Assim, você não pode se sentir sozinho e abandonado, achando em cada um de nós – esperamos – irmãos, irmãs, amigos e camaradas. Junto anos, hoje, você é um cidadão de Burkina porque você seguiu resolutamente nos passos de Che – o Che que pertence a todos nós, um pai para todos nós.
Ao fim, lembremos Che simplesmente como uma reificação de um romantismo eterno, da fresca e revigorante juventude e, ao mesmo tempo, do discernimento, sabedoria e devoção que somente pessoas profundas, pessoas com coração podem possuir. Che foi a juventude de dezessete anos de idade. Porém, Che também foi a sabedoria de uma pessoa de setenta e sete anos. Essa combinação sagaz é algo que todos nós devemos alcançar a todo tempo. Che foi tanto o coração que falava e a mão audaciosa e vigorosa que agia.
Camaradas, gostaria de agradecer aos nossos amigos cubanos pelos esforços que fizeram para estar conosco.

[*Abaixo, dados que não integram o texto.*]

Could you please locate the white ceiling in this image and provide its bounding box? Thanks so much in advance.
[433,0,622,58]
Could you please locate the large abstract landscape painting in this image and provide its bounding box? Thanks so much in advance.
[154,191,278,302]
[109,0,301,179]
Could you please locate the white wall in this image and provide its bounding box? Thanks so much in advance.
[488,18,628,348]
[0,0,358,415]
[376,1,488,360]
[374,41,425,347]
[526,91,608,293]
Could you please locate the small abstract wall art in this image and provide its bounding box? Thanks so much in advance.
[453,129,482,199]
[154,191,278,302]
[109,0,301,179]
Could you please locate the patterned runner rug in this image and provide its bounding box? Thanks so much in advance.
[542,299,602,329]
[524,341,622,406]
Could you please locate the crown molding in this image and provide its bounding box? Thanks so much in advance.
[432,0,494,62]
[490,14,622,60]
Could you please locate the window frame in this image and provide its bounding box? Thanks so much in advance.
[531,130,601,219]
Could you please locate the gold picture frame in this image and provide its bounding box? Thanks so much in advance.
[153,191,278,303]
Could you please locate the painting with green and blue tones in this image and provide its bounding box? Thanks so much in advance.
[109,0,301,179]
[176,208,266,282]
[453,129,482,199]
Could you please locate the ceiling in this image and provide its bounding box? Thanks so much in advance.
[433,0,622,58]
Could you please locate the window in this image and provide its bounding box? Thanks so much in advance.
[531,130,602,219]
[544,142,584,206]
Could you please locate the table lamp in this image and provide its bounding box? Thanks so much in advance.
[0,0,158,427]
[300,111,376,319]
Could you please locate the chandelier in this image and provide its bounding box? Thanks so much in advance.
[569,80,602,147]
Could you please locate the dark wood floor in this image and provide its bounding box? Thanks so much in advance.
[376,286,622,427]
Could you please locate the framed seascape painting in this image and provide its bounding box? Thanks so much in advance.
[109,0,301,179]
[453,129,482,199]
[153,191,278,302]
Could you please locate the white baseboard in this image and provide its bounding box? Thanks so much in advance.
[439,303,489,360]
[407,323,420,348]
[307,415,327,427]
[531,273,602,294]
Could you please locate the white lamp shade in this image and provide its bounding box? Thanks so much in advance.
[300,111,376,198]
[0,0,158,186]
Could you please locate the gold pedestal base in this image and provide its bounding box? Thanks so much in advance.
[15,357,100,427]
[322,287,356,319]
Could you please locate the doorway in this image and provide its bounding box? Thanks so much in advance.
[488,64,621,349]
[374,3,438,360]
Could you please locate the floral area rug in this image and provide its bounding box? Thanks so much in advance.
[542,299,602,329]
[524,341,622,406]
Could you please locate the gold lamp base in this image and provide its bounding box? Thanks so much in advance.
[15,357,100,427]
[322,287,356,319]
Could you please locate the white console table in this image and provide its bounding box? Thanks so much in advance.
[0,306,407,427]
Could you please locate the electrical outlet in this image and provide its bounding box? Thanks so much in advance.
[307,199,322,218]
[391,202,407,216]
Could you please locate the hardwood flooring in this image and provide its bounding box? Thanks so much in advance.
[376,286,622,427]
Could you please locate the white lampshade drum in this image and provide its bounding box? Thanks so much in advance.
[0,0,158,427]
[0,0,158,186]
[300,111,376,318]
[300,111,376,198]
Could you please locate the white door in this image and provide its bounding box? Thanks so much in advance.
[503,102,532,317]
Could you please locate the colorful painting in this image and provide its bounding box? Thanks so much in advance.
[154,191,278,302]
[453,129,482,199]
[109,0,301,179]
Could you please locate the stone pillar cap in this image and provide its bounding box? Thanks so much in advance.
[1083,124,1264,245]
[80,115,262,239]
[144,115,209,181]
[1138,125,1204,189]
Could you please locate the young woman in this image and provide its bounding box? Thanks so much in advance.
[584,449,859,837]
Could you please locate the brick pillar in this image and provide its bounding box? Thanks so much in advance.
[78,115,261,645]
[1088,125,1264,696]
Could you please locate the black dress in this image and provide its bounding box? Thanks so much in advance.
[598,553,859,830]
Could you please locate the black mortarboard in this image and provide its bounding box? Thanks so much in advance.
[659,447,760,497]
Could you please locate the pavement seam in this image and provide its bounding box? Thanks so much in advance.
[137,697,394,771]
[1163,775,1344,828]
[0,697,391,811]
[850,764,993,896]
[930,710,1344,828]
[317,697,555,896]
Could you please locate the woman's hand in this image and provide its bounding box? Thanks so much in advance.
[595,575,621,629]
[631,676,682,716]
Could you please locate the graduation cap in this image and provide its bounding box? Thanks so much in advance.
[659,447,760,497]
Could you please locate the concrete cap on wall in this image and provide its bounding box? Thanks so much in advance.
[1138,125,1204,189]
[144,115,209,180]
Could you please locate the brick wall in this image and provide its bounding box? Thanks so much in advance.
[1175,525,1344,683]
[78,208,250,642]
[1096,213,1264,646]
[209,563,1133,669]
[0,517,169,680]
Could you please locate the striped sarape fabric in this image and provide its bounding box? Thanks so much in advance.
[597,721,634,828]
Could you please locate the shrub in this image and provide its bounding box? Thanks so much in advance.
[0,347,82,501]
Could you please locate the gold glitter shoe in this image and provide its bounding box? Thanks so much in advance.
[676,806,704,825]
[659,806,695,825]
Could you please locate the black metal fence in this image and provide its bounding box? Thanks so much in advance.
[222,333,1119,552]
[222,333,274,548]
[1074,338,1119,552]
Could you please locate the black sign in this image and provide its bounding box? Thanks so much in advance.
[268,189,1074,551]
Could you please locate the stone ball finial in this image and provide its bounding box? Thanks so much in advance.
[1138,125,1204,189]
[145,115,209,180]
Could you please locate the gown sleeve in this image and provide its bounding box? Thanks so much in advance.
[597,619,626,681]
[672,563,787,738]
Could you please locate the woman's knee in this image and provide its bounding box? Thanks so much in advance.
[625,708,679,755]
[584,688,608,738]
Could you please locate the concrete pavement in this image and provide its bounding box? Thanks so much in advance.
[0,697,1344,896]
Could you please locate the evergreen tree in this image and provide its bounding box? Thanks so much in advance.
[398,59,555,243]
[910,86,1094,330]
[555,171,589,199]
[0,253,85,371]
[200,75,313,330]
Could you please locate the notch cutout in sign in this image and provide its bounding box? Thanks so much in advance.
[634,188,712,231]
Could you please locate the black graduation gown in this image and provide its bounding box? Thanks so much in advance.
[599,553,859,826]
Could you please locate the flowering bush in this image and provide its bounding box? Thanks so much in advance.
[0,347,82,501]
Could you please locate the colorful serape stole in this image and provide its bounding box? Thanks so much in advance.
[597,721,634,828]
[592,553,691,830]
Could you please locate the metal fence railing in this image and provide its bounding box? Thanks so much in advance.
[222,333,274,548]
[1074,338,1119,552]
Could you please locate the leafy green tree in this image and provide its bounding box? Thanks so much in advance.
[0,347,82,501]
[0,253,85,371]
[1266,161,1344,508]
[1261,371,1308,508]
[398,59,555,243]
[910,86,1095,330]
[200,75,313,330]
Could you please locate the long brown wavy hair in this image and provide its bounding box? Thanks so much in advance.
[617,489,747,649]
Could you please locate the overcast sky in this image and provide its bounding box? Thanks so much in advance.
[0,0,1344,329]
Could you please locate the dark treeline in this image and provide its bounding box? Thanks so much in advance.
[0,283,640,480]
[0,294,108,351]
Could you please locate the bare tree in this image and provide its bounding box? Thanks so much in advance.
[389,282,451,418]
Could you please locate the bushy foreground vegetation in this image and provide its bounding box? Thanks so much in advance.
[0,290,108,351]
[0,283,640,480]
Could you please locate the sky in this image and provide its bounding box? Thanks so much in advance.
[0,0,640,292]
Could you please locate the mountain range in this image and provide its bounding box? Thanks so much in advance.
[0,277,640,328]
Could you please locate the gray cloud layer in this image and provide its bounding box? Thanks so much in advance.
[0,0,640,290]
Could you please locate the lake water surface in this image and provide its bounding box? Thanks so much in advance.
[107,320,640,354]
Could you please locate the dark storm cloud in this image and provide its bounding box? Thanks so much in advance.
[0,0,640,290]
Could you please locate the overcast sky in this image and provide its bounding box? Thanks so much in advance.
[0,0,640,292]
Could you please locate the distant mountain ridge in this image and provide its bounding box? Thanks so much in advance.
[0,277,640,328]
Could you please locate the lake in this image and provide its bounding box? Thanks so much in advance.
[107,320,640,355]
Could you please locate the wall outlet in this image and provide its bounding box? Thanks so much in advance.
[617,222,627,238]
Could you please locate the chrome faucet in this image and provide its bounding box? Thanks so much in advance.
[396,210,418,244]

Gostaria de agradecer a todos que viajaram milhares de quilômetros e cruzaram oceanos para chegar até aqui em Burkina Faso para recordar Che.
Eu também gostaria de agradecer a todos cujas contribuições pessoais assegurarão que este dia não será uma mera data no calendário, mas que, sobretudo, tornarão dias, muitos dias no ano, muitos dias através dos anos e séculos, mantendo vivo o espírito de Che eternamente.
Camaradas, gostaria de, por fim, expressar a minha alegria por termos conseguido imortalizar as ideias de Che aqui em Uagadugu ao dar a esta rua o nome de Che Guevara.
Toda vez que pensarmos em Che, tentemos ser mais como ele e fazer com que este homem, este combatente viva uma vez mais. E, especialmente, toda vez que pensemos em agir no seu espírito de abnegação, ao rejeitar bens materiais que buscam nos alienar, ao rechaçar o caminho fácil, voltando-nos para a educação e a disciplina rigorosa da moralidade revolucionária – toda vez que tentemos agir assim, melhor serviremos às ideias de Che, mais eficientemente as espalharemos.
Pátria ou morte, venceremos!
[1] Em 26 de julho de 1953, cerca de 160 combatentes liderados por Fidel Castro atacaram o Quartel Moncada em Santiago de Cuba e o quartel na cidade de Bayamo, com o objetivo de iniciar um levante popular contra a ditadora de Fulgencio Batista apoiada pelos EUA. Depois do ataque, as forças de Batista massacraram mais de cinquenta dos revolucionários capturados. Apesar do seu insucesso, o ataque Moncada marcou o estopim da luta revolucionária que culminou menos de seis anos depois a derrocada da ditadura em Janeiro de 1959.